The Evolution of the Alphabet
From Egyptian Hieroglyphs through the Aramaic, Hebrew, and Arabic alphabets. And my own secret alphabet, just for fun.
My wife and I recently returned from our honeymoon to Israel and Jordan! During our trip, we thought it would be fun to learn both the Hebrew and Arabic alphabets.
On the surface, these two scripts appear totally different. Here’s the Hebrew Alphabet:
And here’s the Arabic Alphabet.
But in fact, these scripts are very closely related. Alphabets, just like languages or species, are related by a family tree.
Before we get to that though, we have to define what we mean by “alphabet.”
Types of Alphabets
Strictly speaking, Arabic and Hebrew are not “true” alphabets, despite the Hebrew alphabet being named “alef-bet.” Instead, they are “abjads,” a word derived from the first four letters of the Arabic alphabet, which refers to alphabets that lack separate symbols for vowels.

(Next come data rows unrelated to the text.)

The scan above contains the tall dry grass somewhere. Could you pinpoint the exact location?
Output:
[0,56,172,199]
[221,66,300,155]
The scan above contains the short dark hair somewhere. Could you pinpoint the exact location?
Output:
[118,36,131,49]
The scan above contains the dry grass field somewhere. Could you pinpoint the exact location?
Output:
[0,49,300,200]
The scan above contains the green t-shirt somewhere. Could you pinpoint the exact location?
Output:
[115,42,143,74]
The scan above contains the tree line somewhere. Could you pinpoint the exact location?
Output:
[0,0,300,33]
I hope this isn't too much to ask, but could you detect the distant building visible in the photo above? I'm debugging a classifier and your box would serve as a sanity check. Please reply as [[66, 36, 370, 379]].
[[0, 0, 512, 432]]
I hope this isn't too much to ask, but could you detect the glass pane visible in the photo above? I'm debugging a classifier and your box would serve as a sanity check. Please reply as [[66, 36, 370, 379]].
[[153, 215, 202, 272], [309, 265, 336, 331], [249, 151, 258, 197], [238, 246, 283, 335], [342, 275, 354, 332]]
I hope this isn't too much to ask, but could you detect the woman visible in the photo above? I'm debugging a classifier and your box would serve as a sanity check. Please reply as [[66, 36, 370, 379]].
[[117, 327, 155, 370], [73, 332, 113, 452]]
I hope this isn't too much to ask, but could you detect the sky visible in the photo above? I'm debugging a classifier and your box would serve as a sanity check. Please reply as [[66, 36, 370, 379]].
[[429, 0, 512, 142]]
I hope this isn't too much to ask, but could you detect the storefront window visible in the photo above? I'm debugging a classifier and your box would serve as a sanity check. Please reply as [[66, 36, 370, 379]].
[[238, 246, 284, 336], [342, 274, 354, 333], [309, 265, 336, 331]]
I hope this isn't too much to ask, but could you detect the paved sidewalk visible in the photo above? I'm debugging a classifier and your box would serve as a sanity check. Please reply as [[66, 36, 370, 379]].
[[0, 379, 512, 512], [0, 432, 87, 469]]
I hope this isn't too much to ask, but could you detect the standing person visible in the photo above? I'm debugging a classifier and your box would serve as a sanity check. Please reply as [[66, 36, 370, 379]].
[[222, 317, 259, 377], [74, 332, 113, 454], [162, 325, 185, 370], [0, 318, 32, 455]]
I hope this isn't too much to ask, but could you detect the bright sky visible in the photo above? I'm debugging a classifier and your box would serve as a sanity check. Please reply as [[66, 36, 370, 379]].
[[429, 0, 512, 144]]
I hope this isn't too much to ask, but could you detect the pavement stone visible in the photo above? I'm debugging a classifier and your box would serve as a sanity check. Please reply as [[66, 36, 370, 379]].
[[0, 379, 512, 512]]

In Hebrew and Arabic, as in most Semitic scripts, only the consonants of words are written, and the vowels are implied.
Abjad: A set of symbols representing consonants that define the basic sounds of a language. Examples: Arabic, Hebrew, Aramaic
Alphabet: A set of symbols representing consonants and vowels that define the basic sounds. Examples: Greek, Latin, Hangul (Korean).
Syllabary: A set of symbols representing syllables as the basic phonemic unit in a language. Examples: Hiragana (Japanese), Cherokee, Linear B.
Abugida: A set of symbols where consonant symbols are modified with vowel diacritical marks, falling somewhere between a syllabary and an alphabet. Examples: Devanagari (Sanskrit/Hindi), Thai, Khmer
Logograms: A set of symbols, each of which represents an entire word or concept. Examples: Chinese, Mayan (also has some syllabic glyphs), Egyptian (sort of)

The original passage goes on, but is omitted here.